Department of Biomedicine and Prevention, University of Rome Tor Vergata, Rome, Italy.
Nursing, Technical, Rehabilitation, Assistance and Research Departement, IRCCS Istituti Fisioterapici Ospitalieri, IFO, Rome, Italy.
Public Health Nurs. 2022 Jul;39(4):876-897. doi: 10.1111/phn.13037. Epub 2021 Dec 30.

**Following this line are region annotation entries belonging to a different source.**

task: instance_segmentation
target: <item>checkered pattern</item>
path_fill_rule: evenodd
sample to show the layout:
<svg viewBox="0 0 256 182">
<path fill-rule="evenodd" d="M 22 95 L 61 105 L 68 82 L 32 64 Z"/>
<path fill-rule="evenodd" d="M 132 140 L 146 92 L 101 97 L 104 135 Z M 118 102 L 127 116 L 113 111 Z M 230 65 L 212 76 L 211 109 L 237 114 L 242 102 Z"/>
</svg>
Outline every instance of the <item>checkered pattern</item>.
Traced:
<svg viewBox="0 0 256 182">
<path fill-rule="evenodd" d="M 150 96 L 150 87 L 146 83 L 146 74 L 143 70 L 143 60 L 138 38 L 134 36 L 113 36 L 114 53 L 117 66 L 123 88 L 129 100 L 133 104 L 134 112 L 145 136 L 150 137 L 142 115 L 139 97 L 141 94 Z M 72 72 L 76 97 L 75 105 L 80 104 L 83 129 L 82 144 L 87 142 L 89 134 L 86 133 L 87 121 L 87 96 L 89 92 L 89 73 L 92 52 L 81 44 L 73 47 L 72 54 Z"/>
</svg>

Many studies analyze the medication errors in the hospital setting, but the literature involving the home care setting seems scarce. The aim of this study is to identify the main risk factors that affect the genesis of medication errors and the possible solutions to reduce the phenomenon in the home care setting. This systematic review was performed according to the Preferred Reporting Items for Systematic Reviews and Meta-Analyses (PRISMA) statement. The critical analysis of the literature shows that medication errors in home care occur mainly during transitional care. The main risk factors related to transitional care are poor interprofessional communication, lack of a standardized process for medication reconciliation, the widespread use of computerized tools, and the inadequate integration of the pharmacist into the care team. The strategies to reduce the risk of errors from therapy at home are the implementation of the pharmacist in the health team to ensure accurate medication reconciliation and the use of computerized tools to improve communication between professionals and to reduce the dispersion of information.
许多研究分析了医院环境中的用药错误,但涉及家庭护理环境的文献似乎很少。本研究旨在确定影响用药错误发生的主要风险因素,以及减少家庭护理环境中这种现象的可能解决方案。本系统评价是根据系统评价和荟萃分析的首选报告项目 (PRISMA) 声明进行的。文献的批判性分析表明,家庭护理中的用药错误主要发生在过渡护理期间。与过渡护理相关的主要风险因素是跨专业沟通不畅、缺乏标准化的药物调整流程、计算机化工具的广泛使用以及药剂师在护理团队中的整合不足。减少家庭治疗风险的策略是在医疗团队中实施药剂师,以确保准确的药物调整,并使用计算机化工具来改善专业人员之间的沟通,减少信息的分散。